Having disposed of the need for both teacher certification and a college degree, Nielsen eliminates what for want of a better term I’ll call “professional teachers.”  She proposes:

[filling] our secondary schools with real-world photographers, journalists, scientists, businesswomen, and others.

These would not be full-time teachers, but instead “teach a class or two.” 

Many experts would want to do this because they want to give students real insights into their work.

Somehow I’m not able envision “many” experts lining up give students insights into their work.  Most professional people I know don’t want to come within hailing distance of a high school classroom. Some of them are great teachers; they just don’t want to deal with students who don’t want to learn or with school bureaucracy.

Nielsen says, “if they’re not interested in teaching, they won’t be. End of that problem.”

Is it?

Suppose the experts only want to be in schools with the best equipment and best support. Do they get to pick their assignments?  What happens to the “regular” teachers from those schools? Do they lose their jobs? Get sent to less desirable postings? Or perhaps we can get rid of all of the “regular teachers” since they have college degrees and teaching certification which are not correlated with teaching success.

What about this: if people from the outside are what’s needed to change schools, what happens to students in the schools that get no professional expertise?

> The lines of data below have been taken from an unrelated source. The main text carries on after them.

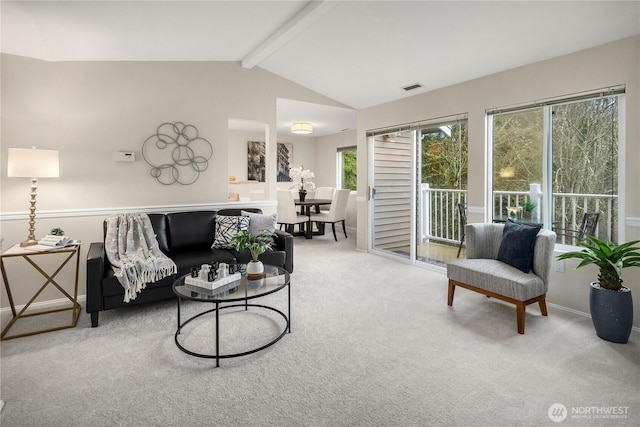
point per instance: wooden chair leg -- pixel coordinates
(460, 246)
(520, 316)
(543, 306)
(452, 289)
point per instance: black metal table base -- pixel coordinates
(217, 355)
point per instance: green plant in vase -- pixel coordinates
(528, 207)
(610, 302)
(256, 245)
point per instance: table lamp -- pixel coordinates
(32, 163)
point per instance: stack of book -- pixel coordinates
(51, 243)
(55, 241)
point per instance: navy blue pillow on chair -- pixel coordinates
(518, 241)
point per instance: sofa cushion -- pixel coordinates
(190, 230)
(159, 224)
(498, 277)
(259, 222)
(226, 227)
(185, 261)
(518, 242)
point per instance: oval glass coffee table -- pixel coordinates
(241, 293)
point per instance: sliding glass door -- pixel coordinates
(393, 192)
(419, 178)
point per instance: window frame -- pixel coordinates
(547, 164)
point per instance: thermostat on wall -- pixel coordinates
(125, 156)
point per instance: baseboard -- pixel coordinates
(582, 313)
(62, 302)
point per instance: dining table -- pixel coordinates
(307, 207)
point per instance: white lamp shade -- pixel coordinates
(32, 163)
(301, 128)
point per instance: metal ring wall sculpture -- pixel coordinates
(176, 154)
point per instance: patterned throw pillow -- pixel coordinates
(226, 228)
(517, 246)
(259, 222)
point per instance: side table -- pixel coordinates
(31, 257)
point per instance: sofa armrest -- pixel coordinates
(284, 242)
(95, 274)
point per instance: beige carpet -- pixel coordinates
(373, 343)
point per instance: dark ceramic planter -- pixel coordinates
(612, 313)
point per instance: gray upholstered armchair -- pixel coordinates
(483, 272)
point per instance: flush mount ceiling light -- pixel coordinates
(301, 128)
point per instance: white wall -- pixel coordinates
(608, 65)
(90, 110)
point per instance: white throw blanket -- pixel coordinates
(132, 250)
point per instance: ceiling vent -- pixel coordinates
(412, 87)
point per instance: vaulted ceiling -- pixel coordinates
(360, 53)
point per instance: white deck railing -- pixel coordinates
(440, 220)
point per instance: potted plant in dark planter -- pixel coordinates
(610, 302)
(258, 244)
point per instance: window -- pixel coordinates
(561, 160)
(348, 168)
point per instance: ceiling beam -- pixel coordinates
(287, 32)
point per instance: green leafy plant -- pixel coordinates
(609, 257)
(528, 205)
(256, 244)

I don’t think it takes much imagination to figure out which schools and which populations groups will get the short end of that stick.

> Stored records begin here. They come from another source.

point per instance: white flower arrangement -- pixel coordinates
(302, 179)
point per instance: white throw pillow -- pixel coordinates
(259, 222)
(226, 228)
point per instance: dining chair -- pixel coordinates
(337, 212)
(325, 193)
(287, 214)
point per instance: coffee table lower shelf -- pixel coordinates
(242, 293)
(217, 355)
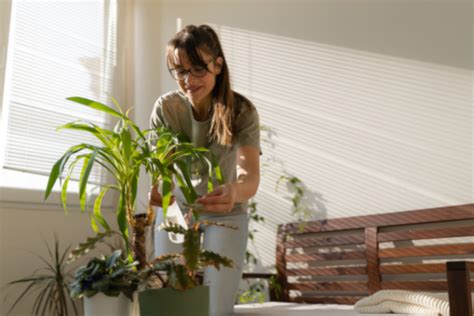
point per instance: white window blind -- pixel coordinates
(57, 49)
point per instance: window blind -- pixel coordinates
(57, 49)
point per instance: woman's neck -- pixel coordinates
(201, 110)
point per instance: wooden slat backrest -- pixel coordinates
(341, 260)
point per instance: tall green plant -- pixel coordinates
(123, 150)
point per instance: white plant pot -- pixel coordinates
(102, 305)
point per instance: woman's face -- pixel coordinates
(197, 88)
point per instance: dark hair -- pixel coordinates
(203, 37)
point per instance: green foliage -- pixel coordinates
(181, 268)
(123, 150)
(49, 284)
(109, 275)
(255, 293)
(253, 219)
(296, 186)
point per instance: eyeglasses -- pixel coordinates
(195, 71)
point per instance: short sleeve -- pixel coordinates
(248, 127)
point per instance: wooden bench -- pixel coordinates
(339, 261)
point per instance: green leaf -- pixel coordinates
(166, 193)
(122, 221)
(56, 172)
(66, 184)
(97, 208)
(96, 106)
(94, 225)
(86, 170)
(127, 143)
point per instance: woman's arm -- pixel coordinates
(223, 198)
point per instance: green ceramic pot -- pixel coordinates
(170, 302)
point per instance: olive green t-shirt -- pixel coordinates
(174, 110)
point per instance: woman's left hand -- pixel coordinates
(221, 200)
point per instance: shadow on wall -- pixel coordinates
(356, 124)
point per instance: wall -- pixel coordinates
(369, 102)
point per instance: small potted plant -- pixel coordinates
(122, 152)
(49, 285)
(108, 276)
(180, 291)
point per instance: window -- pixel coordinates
(56, 49)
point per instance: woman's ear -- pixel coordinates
(218, 64)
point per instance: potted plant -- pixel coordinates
(180, 292)
(112, 276)
(50, 283)
(123, 151)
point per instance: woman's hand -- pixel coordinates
(221, 200)
(155, 197)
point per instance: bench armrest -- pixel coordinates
(459, 288)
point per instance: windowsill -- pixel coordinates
(21, 190)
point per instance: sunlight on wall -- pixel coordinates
(366, 133)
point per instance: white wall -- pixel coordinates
(369, 102)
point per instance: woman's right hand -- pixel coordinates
(155, 197)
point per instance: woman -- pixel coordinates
(212, 115)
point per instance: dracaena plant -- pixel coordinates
(123, 150)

Nielsen would like professionals to teach on a free or “adjunct” basis to save the schools money. That’s what colleges have done for years. It’s why adjuncts are attempting to unionize to demand higher wages, benefits, and better working conditions. Few proposals are likely to cause more resentment toward public education than a call for working people to work for the public schools for less than public school pay.

To my comment that being able to do a job well does not mean that person will be able to teach those job skills to others Nielsen responded that:

we can only determine that once they actually have the job. Once at the job clear effectiveness measures need to be laid out so they can be evaluated.

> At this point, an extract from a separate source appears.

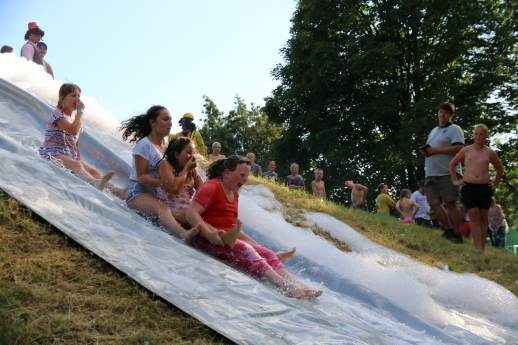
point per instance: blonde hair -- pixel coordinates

That means after we’ve “filled our secondary schools with real-world photographers, journalists, scientists, businesswomen, and others” we would be in exactly the same situation we’re in now: we would have people in our classrooms who may or may not be able to teach and have no way to evaluate their performance.

I won’t attempt to list the issues of liability, intellectual property, FERPA, employment contracts, etc. that would be arise from such a radical proposal.  And as much as I value transparency in public institutions, the idea of hordes of people with no education training blabbing about what they saw fills me with dread.

I’m not a certified teacher. I have plenty of reasons to want to see changes in teacher certification.  With my two master’s degrees and teaching experience at eight colleges as well as work as a BOCES program coordinator in my home state of New York, it would take me longer to get a teaching certificate than to get a PhD. But throwing out the current program, wacky as I think it is, is not a good idea.